# Anyone making your own clips?



## RogerBean (Sep 28, 2012)

In the realm of custom FP’s it doesn’t take long to run up against the limitations of the availability of appropriate clips.  Both in terms of style and size.  I’m beginning to appreciate some folks attraction to clipless pens.  

Anybody have any good sources of info on making your own clips?  Other than investment casting?  It would seem to be an exercise in die-making... or am I missing something here?

Roger


----------



## wood-of-1kind (Sep 28, 2012)

See our very own Mike Redburn (mredburn), he makes/sells some very fine "silver" pen clips and other fine pen components.


----------



## mredburn (Sep 28, 2012)

Depends on the effort your willing to put into it. I have made clips out of 1/8 thick  aluminum making a tab on the bottom and cutting a hole in the cap for it to pass through and then gluing it in.  I have done that in wood as well.  You can cast them, or make them out of bent stainless steel welding rod. You can cut them out of brass and copper plate. cut the shape with the ring and bend it, but making the rings concentric is difficult. EXotic blanks carries extra clips as well as Indy Pen Dance and the Classic Nib. If you were unaware of that. There is a company that makes only clips for pens but the minimum purchase as I understand it was the deal breaker.


----------



## BRobbins629 (Sep 28, 2012)

I've made clips by lost wax casting silver, hand cutting with jewelers saw and filing silver and other metals, with a dremel tool on stainless steel, on a bench grinder with damascus and stainless, and even hand carved some wooden ones.  All you need is a litttle imagination and time.  The hardest part is figuring an attachmenet method but there are many including soldering a ring like cut out, pins, tabs, screws, etc.  Alot depends on whether you want to make a few as a hobby or many as a business.


----------



## azamiryou (Sep 28, 2012)

Since you mention die-making, I take it you're thinking in terms of shaping sheet metal. A die is useful if you're making a bunch of the same shape. If you're doing one-offs, you can make any shape using only hammers and simple forms. Bending, cutting, soldering, and filing/grinding are other ways to make 3D shapes from sheet material.
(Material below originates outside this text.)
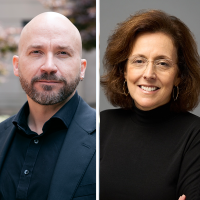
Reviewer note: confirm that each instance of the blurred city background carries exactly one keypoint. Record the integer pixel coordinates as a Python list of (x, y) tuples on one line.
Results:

If you want completely free-form shapes, casting is the way to go - but you don't have to do the casting yourself. You can make wax models and send them off for casting.


----------



## skiprat (Sep 28, 2012)

Although I have made a few clips, I don't think they are often worth the effort to make. Unless of course you need something totally unique to suit your specific pen.
I do believe that the vast majority of pens need a clip, even if they are unlikely ever to be used.
My theory is that if I was to sell a custom pen it would hopefully demand a price that would warrant buying a suitable kit even if it was just for the clip and refill / fp feed. 

I think that most modern platings are good enough to last and there is a wide variety to choose from. 

For a 'general' clip I would rather pay $20 to rob one from a kit than spend ages trying to make one. 

Now, if I could buy just the 'ring and tag' part of the clip then I'd be far more inclined to make all my own clips.:wink:


----------



## Ed McDonnell (Sep 28, 2012)

For invisible mounting, I spend a lot of time mangling the rings on clips to get them to fit and work on the pens I'm making.  It would be so much easier if I could find good clips with tabs instead of rings.  But, in searching, I've found that unless I want silver clips, there isn't much out there with tabs instead of rings.  Silver isn't my first choice for what I'm doing, so I've been trying to make my own.

My experiments in making resin / metal hybrid clips has not been successful so far.  I think durability would be an issue.

I've moved on to trying to make some from metal.  My early experiments look like they were dragged behind my truck for a couple of miles to shape them.  The good news is that I can only get better.

Ed


----------



## PenMan1 (Sep 28, 2012)

I've made a couple, a couple of different ways (bent wire and lost wax). My end result was.....Well, lets just say they looked like home made clips (and that's being very "loose" with my language).

I agree totally with Skip! If I'm gonna spend a day or two making a custom pen, it's worth paying for a high end clip!


----------



## PenMan1 (Sep 28, 2012)

As Ed suggests, a high end clip with a tab instead of all the "doodahs" would sure open up a world of design possibilities.

I wouldn't even mind buying these as "raw" brass clips and then having them plated the way I need them (expensive, but I think worth it).


----------



## Russianwolf (Sep 28, 2012)

PenMan1 said:


> As Ed suggests, a high end clip with a tab instead of all the "doodahs" would sure open up a world of design possibilities.
> 
> I wouldn't even mind buying these as "raw" brass clips and then having them plated the way I need them (expensive, but I think worth it).



clips are usually spring steel, not brass.


----------



## PenMan1 (Sep 28, 2012)

I "think" I'd rather have brass with just a simple "mounting tab" at the end. With the tab, I could adjust the tab to control how my clip fits the instrument.

I realize this could account for failure at the tab bend.... I'm just trying to get "outside the ring".

Additionally, with brass, I could have a clip wide at the top with a wide tab. With snips, a file and a buff wheel, I could make the top of the clip any with I need, before plating? Just trying to get away from "the usual"- it may not be possible.


----------